Friday, February 25, 2011


The Oscars are coming up, and one name from this years films that stood out for me was Ariadne. Ariadne was Ellen Page's character in the fantastic-but-overrated Inception. I swear that I had never heard of this name before the movie. Now it seems like I'm seeing it everywhere.

Ariadne (pronounced "air-ee-AHD-nay") is a Greek name meaning "very holy one." This is the name of an important character from Greek mythology. Ariadne played a pivotal role in the story of Theseus and the Minotaur.

Ariadne was the daughter of King Minos of the island of Crete. The Minotaur was actually her half-brother. The god Poseidon caused her mother to become sexually attracted to a bull when King Minos refused to sacrifice this same animal to him. This union between the bull and the Queen created the Minotaur. King Minos threw the creature into a labyrinth and fed it human flesh. Years later, King Minos required the Athenians to send seven virgin girls and seven virgin men to Crete in order to be sacrificed to the Minotaur. Theseus was an Athenian Prince who was fed up with the tyranny. He vowed to kill the beast. Ariadne helped him by supplying a ball of twine, which he used to find his way back out of the maze after he completed his quest. Although she fell in love with Theseus, Ariadne eventually became the wife of the god Dionysus. Some historians believe that Ariadne is the Greek goddess of Crete.

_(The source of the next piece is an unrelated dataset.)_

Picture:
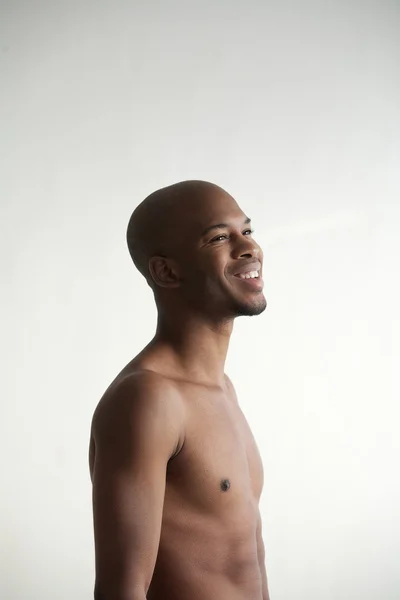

Inception was referencing this myth when it created their own Ariadne. She's a clever and creative character who designs the labyrinthine dream world that they inhabit. But there are other Ariadne's in history and literature. An opera about the mythical Ariadne was created by Richard Strauss and Hugo von Hofmannsthal. Aelia Ariadne was the Empress of the Byzantine Empire, who's reign alongside her husband wasn't particularly popular. Agatha Cristie created her famous novelist/amateur detective, who is based on herself, and named her Ariadne Oliver.

If you pay any attention to the links in the sidebar you might have noticed someone with this name writes one of the Pagan blogs. She's not the only one who chose this name, it appears to be a favorite among Neo-Pagans but I wouldn't say it's as common as Raven and Wolf. On the other hand, Ariande has never reached the United States popularity charts, so it's uncommon in that regard.

At first it was a real challenge to get the pronunciation right, so be prepared for that if you use it. But after I got it down, I fell in love with the name. It's a beautiful, magical sounding name and I wish there were more little Ariadne's running around in playgrounds. Maybe the movie will give it a boost.